Um alpinista boliviano, Bernardo Guarachi, aparentemente conseguiu chegar aos destroços a pé dois dias após o acidente, mas depois não disse quase nada sobre suas descobertas. Quando o governo boliviano apresentou um relatório oficial – mas inconclusivo – sobre o acidente, um ano depois, Guarachi não foi citado nele. Não estava claro quem o enviou em primeiro lugar.
Dois meses depois do acidente, em março de 1985, uma expedição privada de alpinistas bolivianos encomendada por Ray Valdes, um engenheiro de voo oriental que estaria a bordo se não tivesse trocado de turno, navegou com sucesso pela traiçoeira mistura de rocha e gelo. A pequena equipe encontrou destroços e bagagens, mas não conseguiu localizar a caixa preta do avião. Mais estranho que isso, ninguém encontrou nenhum corpo no local do acidente. Ou sangue.
Outra expedição privada ocorreu em julho de 1985, seguida por investigadores do NTSB em outubro, mas nenhum deles conseguiu passar mais de um dia no local do acidente.
Em outubro de 1985, o US National Transportation Safety Board (NTSB) selecionou Greg Feith, um investigador de segurança aérea, para liderar uma equipe de investigadores americanos e guias de montanha bolivianos para conduzir um exame no local dos destroços do voo 980, que havia chegado para descansar em torno de 6.126 metros (20.098 pés).
Greg Feith, à direita, fotografa destroços de aeronaves do acidente do voo 980 da Eastern Air Lines em 1985 no topo do Monte Illimani, na Bolívia |
Feith conduziu a investigação no local com o objetivo de encontrar o gravador de dados de voo (FDR) e o gravador de voz da cabine(CVR), bem como recuperar outras informações críticas.

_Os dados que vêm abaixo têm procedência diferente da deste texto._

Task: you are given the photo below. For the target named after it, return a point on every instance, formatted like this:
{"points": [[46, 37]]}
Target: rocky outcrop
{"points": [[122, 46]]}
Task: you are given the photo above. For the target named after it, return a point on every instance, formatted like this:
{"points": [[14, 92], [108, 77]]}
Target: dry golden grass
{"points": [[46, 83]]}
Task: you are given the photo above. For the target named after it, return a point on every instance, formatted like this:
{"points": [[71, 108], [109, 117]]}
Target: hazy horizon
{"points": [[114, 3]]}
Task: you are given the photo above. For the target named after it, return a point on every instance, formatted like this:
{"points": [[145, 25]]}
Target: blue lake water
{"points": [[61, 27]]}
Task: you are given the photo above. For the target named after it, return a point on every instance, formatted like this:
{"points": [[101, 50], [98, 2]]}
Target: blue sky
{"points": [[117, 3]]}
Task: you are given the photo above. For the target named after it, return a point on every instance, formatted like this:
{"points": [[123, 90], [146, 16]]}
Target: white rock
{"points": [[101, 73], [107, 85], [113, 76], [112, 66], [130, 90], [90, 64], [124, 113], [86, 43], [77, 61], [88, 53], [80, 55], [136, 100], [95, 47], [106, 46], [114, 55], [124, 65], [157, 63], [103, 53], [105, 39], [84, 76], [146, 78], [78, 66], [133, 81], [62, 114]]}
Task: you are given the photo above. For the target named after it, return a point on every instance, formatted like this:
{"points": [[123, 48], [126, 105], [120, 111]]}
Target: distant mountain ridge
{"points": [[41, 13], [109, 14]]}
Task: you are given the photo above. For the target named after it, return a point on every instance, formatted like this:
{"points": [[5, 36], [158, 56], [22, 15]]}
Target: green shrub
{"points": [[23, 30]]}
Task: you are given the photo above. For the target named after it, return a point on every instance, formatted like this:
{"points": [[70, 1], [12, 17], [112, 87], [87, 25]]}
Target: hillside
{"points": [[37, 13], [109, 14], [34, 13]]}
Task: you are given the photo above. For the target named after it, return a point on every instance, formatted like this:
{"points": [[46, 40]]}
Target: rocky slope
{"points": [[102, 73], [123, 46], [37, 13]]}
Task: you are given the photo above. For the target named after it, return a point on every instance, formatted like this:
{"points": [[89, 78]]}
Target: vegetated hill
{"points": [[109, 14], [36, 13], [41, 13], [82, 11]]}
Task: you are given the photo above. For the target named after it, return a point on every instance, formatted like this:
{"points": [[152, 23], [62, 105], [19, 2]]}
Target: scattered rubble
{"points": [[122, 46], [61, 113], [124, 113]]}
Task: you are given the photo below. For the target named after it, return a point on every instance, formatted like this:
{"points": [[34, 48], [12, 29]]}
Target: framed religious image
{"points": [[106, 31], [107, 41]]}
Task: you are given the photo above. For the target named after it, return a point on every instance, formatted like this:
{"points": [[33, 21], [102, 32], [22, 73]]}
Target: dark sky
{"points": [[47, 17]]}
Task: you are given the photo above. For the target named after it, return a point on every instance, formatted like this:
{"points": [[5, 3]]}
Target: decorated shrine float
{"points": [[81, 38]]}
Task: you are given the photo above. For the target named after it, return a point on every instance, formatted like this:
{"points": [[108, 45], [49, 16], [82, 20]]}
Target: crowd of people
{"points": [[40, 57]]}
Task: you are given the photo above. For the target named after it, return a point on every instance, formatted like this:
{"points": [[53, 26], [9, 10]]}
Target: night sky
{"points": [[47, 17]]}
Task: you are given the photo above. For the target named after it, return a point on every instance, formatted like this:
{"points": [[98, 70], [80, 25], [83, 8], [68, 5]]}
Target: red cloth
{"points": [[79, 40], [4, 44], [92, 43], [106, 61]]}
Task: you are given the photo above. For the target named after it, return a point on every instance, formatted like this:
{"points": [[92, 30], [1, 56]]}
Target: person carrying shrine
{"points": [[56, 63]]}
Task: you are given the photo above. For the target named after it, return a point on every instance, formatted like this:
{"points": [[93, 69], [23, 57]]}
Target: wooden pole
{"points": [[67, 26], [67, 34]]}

No entanto, como os destroços estavam espalhados por uma vasta área e cobertos por 6 a 9 m (20 a 30 pés) de neve, seus companheiros de equipe e ele não conseguiram localizar nenhuma das "caixas pretas". Ele recuperou várias pequenas partes da cabine da aeronave, documentos oficiais relacionados ao voo e alguns itens da cabine de passageiros.
“Estávamos na montanha 10 dias. Sondaríamos a neve até encontrar algo maior do que uma mesa de jantar. Nós cavamos toda a seção da cauda”, diz Feith.
No final, Feith teve que juntar as peças da investigação com base em evidências técnicas. “Eles desviaram do curso à noite. Eles não viram o que acertaram”, diz ele.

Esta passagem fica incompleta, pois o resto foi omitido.